Años después he venido a comprender que esto es homofobia, y que eso que he sentido por años y que a veces sigo sintiendo es el odio que internalicé en mi contra por la simple y llana razón de ser gay. No obstante, con el paso del tiempo, entendí que existían otras alternativas, pero la alternativa que tenía ante mí no era necesariamente mejor. Esta nueva alternativa, si acaso puede llamársela de esa forma, era la opción del gay perfecto. Respiré a medias y con dificultad. Podía ser gay siempre y cuando me comportara dentro de las exigencias y estándares sociales permitidos.
En consecuencia, tenía que tener el cuerpo perfecto, la pareja perfecta, los amoríos perfectos, el trabajo perfecto, el perro perfecto, la camioneta perfecta, la ropa perfecta, la vida perfecta, la felicidad perfecta. Por si esto fuera poco, el gay perfecto no se besa en público, no se ama en público, no se expresa en público y forma parte de las críticas a las otras expresiones de sexualidad distintas a la heterosexual: critica a los de su especie, los desprecia, los violenta y, en secreto, les envidia porque tuvieron más coraje que uno de ser como realmente son.
Como podrás imaginarte, solo encontré una decepción aún más infinita por no cumplir nunca con estas exigencias. Casi dejo de respirar por una completa asfixia que me llevaba inconscientemente a tratar de cumplir al pie de la letra las normas heterosexuales que me permitieran encajar en el molde del gay perfecto.
La vida, sin embargo, me ofreció otras opciones a mis casi 37 años. Esas opciones me han regresado el poder de cuestionar, desactivar y derrumbar, después de un largo proceso, los efectos colaterales de la píldora heterosexual. Quizá muchos sigan pensando que la única lucha pendiente que tenemos es la legal, la batalla de los matrimonios igualitarios y la adopción monoparental. Y lo son, pero son solo una de mil batallas.
Tenía miedo. Mucho miedo de ser rechazado y de no pertenecer a ningún lado.
Para mí, el verdadero reto fue y sigue siendo vivir fuera del clóset. Vivir fuera del clóset bajo mis propios estándares, aquellos que me hacen sentir libre y cómodo en mi propia piel. Fuera del clóset en mi oficina, en la calle, en el parque y con mis amigos de todo tipo, pues a veces soy diferente también de mis propios amigos gays.

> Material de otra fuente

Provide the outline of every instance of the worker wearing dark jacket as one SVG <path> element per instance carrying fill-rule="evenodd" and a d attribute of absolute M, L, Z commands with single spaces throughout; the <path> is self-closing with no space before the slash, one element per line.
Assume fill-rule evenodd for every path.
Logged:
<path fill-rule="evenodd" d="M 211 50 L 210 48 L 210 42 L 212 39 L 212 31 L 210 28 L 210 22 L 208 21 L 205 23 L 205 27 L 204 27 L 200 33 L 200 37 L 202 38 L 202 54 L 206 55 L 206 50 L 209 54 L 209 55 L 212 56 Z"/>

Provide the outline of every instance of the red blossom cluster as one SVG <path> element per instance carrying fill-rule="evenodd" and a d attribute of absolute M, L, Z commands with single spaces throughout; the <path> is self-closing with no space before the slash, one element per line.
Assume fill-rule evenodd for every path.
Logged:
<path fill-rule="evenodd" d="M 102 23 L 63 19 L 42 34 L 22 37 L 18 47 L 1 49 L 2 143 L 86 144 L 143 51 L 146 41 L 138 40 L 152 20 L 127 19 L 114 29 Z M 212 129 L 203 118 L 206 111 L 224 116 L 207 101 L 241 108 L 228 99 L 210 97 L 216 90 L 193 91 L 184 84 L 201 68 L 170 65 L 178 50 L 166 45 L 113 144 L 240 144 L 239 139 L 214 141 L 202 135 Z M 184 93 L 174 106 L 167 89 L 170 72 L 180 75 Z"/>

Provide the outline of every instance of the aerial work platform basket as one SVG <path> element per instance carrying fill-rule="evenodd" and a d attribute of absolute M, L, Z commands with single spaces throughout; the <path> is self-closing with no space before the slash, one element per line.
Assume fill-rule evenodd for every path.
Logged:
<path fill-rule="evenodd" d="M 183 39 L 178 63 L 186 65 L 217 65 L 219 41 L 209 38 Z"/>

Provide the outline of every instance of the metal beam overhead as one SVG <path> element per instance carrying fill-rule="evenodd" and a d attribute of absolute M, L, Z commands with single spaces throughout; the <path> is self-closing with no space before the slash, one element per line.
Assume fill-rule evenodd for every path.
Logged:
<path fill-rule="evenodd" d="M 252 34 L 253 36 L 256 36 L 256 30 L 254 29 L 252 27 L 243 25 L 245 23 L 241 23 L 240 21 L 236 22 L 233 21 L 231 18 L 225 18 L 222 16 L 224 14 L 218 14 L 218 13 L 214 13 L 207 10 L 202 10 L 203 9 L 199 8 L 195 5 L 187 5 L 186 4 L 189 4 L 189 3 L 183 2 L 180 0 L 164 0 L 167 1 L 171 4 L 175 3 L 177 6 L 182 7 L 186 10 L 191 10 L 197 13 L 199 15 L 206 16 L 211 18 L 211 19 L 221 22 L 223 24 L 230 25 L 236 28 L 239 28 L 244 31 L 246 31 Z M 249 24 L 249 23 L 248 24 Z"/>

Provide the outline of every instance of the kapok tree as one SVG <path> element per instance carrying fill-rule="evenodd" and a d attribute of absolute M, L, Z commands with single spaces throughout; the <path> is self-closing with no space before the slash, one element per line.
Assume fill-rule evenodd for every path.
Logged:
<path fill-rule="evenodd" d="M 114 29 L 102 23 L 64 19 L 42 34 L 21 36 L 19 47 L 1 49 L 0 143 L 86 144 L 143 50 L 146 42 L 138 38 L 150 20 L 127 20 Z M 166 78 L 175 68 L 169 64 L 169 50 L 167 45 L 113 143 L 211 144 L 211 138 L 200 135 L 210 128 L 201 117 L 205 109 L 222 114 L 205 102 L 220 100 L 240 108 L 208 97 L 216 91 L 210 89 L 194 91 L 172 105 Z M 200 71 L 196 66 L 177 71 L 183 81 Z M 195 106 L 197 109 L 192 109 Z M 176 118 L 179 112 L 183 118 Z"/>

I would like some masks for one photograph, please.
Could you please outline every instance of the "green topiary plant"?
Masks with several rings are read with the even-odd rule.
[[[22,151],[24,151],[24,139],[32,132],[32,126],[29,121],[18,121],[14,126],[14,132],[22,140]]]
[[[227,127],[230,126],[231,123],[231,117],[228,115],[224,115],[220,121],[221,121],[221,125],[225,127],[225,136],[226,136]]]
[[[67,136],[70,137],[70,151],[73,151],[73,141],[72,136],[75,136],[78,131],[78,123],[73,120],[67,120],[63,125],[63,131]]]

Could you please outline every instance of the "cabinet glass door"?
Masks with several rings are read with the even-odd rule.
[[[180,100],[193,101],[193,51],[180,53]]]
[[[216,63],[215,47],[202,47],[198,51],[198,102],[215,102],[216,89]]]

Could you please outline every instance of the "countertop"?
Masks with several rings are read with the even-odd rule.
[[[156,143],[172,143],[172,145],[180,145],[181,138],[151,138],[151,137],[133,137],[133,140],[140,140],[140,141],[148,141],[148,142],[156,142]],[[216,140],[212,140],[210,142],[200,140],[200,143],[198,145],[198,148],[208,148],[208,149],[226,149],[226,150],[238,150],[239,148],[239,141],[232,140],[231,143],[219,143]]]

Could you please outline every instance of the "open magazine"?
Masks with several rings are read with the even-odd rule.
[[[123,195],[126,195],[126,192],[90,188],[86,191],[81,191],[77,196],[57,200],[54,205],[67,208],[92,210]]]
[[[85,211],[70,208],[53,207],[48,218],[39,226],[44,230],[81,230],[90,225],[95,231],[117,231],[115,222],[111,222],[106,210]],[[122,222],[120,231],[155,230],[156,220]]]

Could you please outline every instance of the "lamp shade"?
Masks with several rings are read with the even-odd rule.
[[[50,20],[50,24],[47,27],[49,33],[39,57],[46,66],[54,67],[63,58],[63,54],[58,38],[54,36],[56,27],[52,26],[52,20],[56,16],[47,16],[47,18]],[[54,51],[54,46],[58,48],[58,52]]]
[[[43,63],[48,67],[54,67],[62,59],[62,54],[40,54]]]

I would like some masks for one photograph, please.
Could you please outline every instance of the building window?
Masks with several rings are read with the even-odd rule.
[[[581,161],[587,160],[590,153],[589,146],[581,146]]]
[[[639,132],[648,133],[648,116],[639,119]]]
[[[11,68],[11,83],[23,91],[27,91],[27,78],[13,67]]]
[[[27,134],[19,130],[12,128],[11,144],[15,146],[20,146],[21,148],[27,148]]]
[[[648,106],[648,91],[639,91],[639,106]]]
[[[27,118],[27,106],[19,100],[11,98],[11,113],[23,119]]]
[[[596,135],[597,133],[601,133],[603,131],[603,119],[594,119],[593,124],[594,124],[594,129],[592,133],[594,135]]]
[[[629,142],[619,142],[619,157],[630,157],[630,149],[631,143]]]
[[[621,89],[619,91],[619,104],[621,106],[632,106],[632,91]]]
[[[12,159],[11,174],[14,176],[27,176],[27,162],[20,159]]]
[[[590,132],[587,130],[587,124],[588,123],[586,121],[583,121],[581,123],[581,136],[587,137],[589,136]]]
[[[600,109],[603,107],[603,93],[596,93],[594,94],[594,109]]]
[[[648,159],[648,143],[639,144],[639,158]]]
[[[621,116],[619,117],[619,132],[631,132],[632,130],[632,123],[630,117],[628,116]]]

Mi reto es vivir fuera del clóset a pesar de cualquier grupo conservador. Mi reto es poner límites claros a cualquier expresión de intolerancia, y marchar, manifestarme y hacer lo necesario para defender mi derecho a ser. Mi reto ha sido vivir fuera del clóset en mi propia familia, con ella y a veces dolorosamente a pesar de ella. Y, por encima de todo, mi reto es vivir fuera del clóset en mi propia intimidad, sin fantasmas atormentadores ni píldoras que me inciten a reprimir lo que soy.
No importa si la vida se me va en ello: la mayor defensa que tiene que hacer un ser humano, sea homosexual o no, es defender su derecho a ser.
*Este contenido representa la opinión del autor y no necesariamente la de HuffPost México.